Commentary: PT student challenges Rochester relocation

You can’t expect to properly teach a television-radio major without professional quality equipment and studios, or outdoor adventures majors in a concrete-walled classroom by showing them slides of maple trees and animals. For students like me in the Ithaca College Physical Therapy Department, the relocation of the Rochester Center has left academic excellence in the PT program abandoned, and hundreds of students asking for an honest answer to the question, “why?”

Physical therapy seniors have already invested more than $150,000 in a program that was meant to end at the finely honed point of a graduate year in Rochester, N.Y. We came to the college under the impression that we would have priority access to 13 affiliated hospitals in the Rochester medical community, as opposed to just one in Ithaca. The faith we had in our future was dependent on the facility’s rock-solid, time-tested reputation that was held in high esteem with countless physical therapy clinics across the nation.

Before President Tom Rochon made the decision in June, students spoke with him in February about relocating the Rochester Center. About 25 students completing their sixth year in Rochester made the two-hour drive to Ithaca and urged Rochon to keep the facility. They made their concerns abundantly clear through statements outlining how the Cayuga Medical Center was not equipped to deal with more serious care, like ischemic strokes or brain injuries. Students were also concerned about the smaller medical community in Ithaca to provide speakers and networking opportunities comparable to Rochester. While there was no indication of relocation after this session, the decision was made without warning.

President Rochon and the provost have tried to convince the student body that the academic integrity of the program will not be affected by relocating to Ithaca. Despite many emails, they haven’t given us any facts to support that statement yet. Furthermore, there hasn’t been a single opportunity to provide the president and provost feedback for seven months.

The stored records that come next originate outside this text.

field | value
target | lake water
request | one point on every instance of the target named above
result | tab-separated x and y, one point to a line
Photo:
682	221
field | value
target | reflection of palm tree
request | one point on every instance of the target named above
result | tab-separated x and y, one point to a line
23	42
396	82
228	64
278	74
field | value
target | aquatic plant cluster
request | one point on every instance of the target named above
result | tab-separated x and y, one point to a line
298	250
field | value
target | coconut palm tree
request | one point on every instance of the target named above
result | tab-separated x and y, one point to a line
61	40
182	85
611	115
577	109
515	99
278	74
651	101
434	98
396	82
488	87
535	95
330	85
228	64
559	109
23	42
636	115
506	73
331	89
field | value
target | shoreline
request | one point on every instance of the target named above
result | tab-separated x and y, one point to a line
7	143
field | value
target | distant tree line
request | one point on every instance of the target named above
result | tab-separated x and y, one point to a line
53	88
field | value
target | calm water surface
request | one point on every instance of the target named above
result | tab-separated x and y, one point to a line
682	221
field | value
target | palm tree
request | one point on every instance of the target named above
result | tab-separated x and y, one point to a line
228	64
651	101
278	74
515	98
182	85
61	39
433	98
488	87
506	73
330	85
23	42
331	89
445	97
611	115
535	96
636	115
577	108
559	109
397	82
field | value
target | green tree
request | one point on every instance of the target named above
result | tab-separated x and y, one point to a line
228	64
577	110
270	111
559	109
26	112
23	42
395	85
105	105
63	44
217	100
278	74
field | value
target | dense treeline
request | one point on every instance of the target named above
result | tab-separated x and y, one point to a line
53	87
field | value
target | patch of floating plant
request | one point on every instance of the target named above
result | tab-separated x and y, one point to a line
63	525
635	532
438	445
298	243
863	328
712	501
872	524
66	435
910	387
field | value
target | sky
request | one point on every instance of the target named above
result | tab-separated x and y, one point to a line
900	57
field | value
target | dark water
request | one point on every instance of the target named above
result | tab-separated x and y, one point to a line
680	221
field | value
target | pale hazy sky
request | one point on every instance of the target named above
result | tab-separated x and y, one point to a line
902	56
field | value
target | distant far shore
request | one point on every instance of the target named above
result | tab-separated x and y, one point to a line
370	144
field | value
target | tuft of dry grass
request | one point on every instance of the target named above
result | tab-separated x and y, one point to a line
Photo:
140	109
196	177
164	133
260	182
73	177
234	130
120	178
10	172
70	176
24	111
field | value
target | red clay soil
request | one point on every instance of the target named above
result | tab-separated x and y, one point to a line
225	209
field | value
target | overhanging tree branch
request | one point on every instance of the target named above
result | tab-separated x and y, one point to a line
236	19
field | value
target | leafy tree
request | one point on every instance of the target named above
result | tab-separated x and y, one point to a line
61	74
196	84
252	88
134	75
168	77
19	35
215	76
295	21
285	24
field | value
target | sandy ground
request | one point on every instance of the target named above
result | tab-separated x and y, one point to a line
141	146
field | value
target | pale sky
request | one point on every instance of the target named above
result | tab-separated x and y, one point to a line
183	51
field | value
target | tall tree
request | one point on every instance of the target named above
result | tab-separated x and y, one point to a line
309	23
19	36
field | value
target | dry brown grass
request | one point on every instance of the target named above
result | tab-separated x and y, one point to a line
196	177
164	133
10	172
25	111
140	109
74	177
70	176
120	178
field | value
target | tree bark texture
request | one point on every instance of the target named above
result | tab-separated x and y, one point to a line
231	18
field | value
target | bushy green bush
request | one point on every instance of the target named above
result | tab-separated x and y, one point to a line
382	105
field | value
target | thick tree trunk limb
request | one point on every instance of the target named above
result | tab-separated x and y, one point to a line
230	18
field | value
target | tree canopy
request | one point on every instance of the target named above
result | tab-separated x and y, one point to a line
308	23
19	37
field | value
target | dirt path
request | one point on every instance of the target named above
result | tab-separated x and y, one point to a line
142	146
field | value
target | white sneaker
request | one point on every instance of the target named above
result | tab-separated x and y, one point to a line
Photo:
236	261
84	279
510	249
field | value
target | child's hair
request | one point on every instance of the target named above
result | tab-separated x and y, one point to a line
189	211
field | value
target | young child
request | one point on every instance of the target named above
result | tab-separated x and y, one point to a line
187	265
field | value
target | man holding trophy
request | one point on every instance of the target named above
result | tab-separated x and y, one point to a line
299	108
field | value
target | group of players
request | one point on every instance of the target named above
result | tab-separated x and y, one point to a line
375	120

I fought all summer for this program, publishing well-researched essays and planning to circulate petitions and organize protests for when students returned to campus. Then, I learned the facts that made me feel betrayed and hopeless. The 10-year lease that was in effect until 2016 between the college and Colgate Rochester Crozer Divinity School, where the PT program in Rochester was housed, was terminated by President Rochon less than two months after the relocation decision was made. The lease wasn’t even allowed to expire, and, as a consequence, we have lost every single Rochester affiliation. In addition to the early lease termination, three experienced professors, who may have helped smooth the transition of the program to Ithaca, have retired. Without a lease and time-tested professors, there’s no going back.

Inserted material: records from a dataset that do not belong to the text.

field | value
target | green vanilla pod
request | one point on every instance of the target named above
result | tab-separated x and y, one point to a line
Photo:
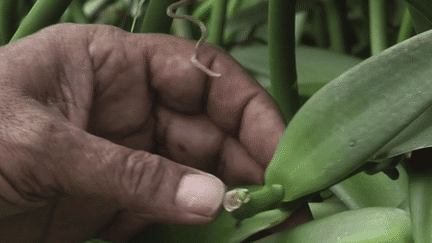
242	203
372	224
351	118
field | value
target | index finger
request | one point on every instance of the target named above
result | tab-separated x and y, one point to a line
235	102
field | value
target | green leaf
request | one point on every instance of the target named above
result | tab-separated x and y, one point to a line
352	117
416	136
242	22
315	67
421	13
329	207
377	190
420	185
260	222
377	224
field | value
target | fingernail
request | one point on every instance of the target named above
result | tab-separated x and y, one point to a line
200	194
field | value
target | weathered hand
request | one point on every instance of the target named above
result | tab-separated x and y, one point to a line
99	127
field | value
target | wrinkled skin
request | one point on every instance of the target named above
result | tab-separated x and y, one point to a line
97	126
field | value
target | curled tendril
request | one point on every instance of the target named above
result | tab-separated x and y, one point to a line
170	13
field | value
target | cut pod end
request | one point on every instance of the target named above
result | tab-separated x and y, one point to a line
244	204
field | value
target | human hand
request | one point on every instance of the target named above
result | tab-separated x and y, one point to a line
99	129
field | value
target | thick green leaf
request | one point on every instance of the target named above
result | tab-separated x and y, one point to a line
324	209
260	222
421	12
352	117
377	224
421	206
315	67
377	190
416	136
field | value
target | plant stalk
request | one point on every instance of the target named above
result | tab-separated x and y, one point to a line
334	20
377	26
42	14
282	56
8	11
217	22
156	19
406	27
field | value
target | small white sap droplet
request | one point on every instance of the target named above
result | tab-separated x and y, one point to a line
235	198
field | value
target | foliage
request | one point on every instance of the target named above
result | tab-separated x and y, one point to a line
365	104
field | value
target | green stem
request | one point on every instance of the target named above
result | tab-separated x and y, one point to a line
203	9
8	10
244	204
42	14
378	36
406	27
334	20
156	19
282	56
182	27
234	7
78	16
217	22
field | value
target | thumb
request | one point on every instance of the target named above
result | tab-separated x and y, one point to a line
140	182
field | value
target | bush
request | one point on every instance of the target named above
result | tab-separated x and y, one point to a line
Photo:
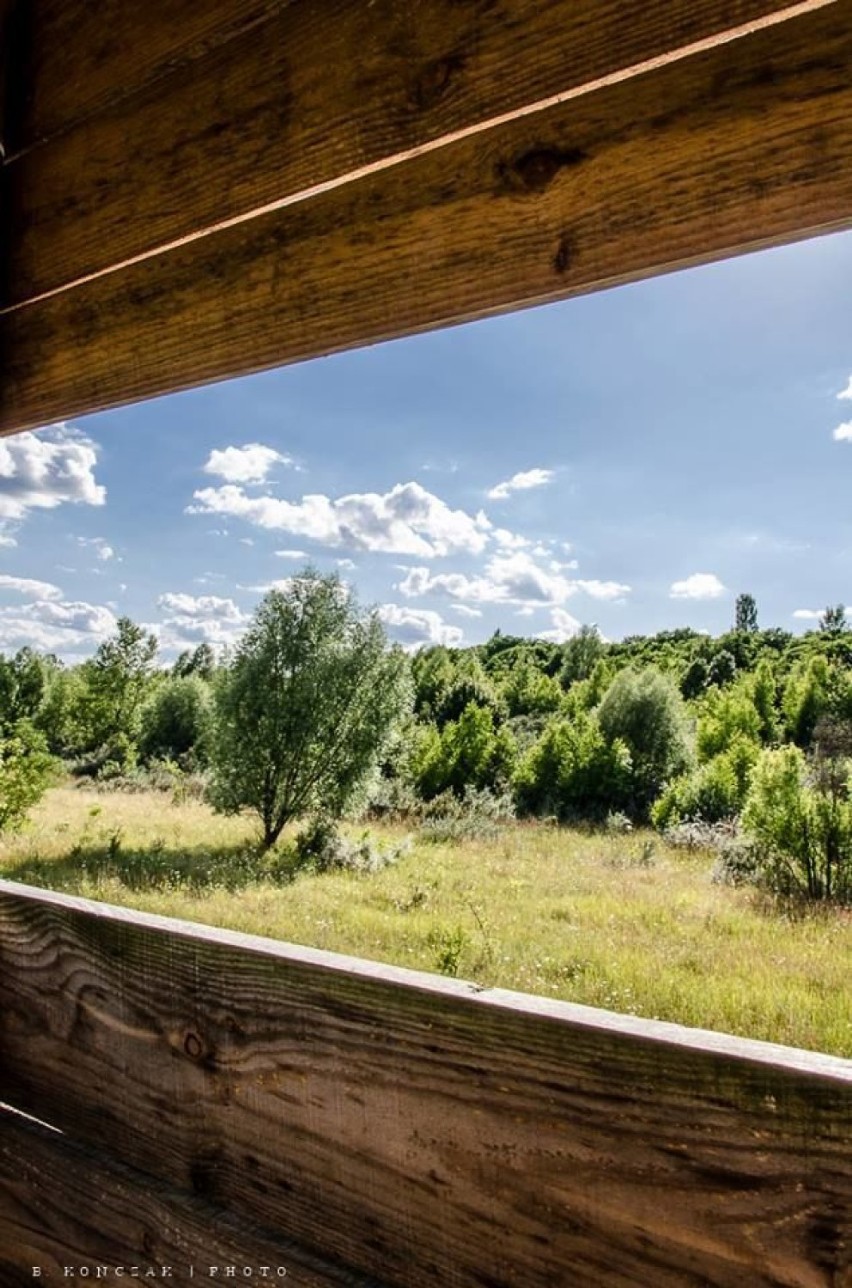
322	848
574	773
713	791
645	712
801	827
477	814
26	772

Now, I’m left with a tale that isn’t dissimilar to the story of many of my peers. I could have gone to an equivalent doctoral physical therapy program back in my home state of Maine for $20,000 less per year. After financial aid, my education would have been free. I passed that up, because I knew that the college’s Rochester program was worth the money. Now it’s gone, and I’m needlessly left thousands of dollars in debt. I’m considering leaving the life I’ve built here to transfer back to Maine for an education I deemed less valuable, because the given reasons for relocation don’t make sense. When Rochon said the decision “is rooted first and foremost in the long-term educational benefits to the program, the School of Health Sciences and Human Performance and the college as a whole,” and the facts prove otherwise, then our understandably confused community deserves an honest, believable, fact-based answer to the question we’re still asking: “why?”